United Technologies has reported first quarter 2019 results. Sales of US$18.4 billion were up 20% over the prior year, including 8 points of organic sales growth and 15 points of acquisition benefit offset by 3 points of foreign exchange headwind. GAAP EPS of US$1.56 was down 4% versus the prior year and included 25 cents of nonrecurring charges and 10 cents of restructuring. Nonrecurring charges included 16 cents of Rockwell Collins inventory step-up amortization, 6 cents of costs related to the UTC portfolio separation activities and 3 cents of other net charges. Adjusted EPS of US$1.91 was up 8%. First quarter results exceeded expectations primarily due to better than expected Collins Aerospace and Otis results as well as a slightly favorable effective tax rate.

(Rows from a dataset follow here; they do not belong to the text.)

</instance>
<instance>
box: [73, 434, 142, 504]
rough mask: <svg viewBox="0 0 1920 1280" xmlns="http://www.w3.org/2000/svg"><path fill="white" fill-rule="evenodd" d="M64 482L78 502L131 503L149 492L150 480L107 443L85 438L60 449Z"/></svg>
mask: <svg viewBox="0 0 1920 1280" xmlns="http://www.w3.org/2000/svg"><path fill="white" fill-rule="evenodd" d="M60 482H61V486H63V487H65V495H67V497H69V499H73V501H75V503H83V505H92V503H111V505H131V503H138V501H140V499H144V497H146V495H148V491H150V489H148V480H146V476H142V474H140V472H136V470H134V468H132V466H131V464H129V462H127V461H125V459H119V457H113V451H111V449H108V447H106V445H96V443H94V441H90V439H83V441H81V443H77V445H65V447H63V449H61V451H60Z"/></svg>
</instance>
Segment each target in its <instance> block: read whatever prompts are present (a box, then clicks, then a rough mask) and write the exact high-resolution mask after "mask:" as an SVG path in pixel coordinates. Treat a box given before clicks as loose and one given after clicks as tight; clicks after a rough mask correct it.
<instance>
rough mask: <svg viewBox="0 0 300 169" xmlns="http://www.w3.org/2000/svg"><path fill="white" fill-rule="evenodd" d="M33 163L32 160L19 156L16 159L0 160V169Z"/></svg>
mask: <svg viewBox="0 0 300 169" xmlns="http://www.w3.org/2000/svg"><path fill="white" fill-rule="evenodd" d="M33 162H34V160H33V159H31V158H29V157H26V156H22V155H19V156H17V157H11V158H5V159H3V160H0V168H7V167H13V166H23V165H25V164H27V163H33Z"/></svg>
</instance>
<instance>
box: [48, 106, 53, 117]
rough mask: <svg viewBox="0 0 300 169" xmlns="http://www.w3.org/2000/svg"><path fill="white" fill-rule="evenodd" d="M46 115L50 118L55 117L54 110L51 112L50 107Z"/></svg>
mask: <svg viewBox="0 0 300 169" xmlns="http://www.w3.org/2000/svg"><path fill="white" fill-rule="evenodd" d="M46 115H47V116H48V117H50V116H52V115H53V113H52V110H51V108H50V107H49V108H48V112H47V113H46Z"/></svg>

Net income in the quarter was US$1.3 billion, up 4% versus the prior year. Cash flow from operations was US$1.5 billion and capital expenditures were US$363 million, resulting in free cash flow of US$1.1 billion.
In the quarter, Collins Aerospace commercial aftermarket sales were up 64% and up 9% organically. Collins Aerospace commercial aftermarket sales were up 12% on a pro forma basis including Rockwell Collins. Pratt & Whitney commercial aftermarket sales were up 1%. Pratt & Whitney continues to expect commercial aftermarket sales to be up mid-single digits for the full year. Equipment orders at Carrier were down 2% organically in the quarter after being up 10% in the first quarter of 2018. Otis new equipment orders were down 1% at constant currency in the quarter and up 3% on a rolling twelve month basis.
UTC updates its 2019 outlook and now anticipates adjusted EPS of US$7.80 to US$8.00, up from US$7.70 to US$8.00.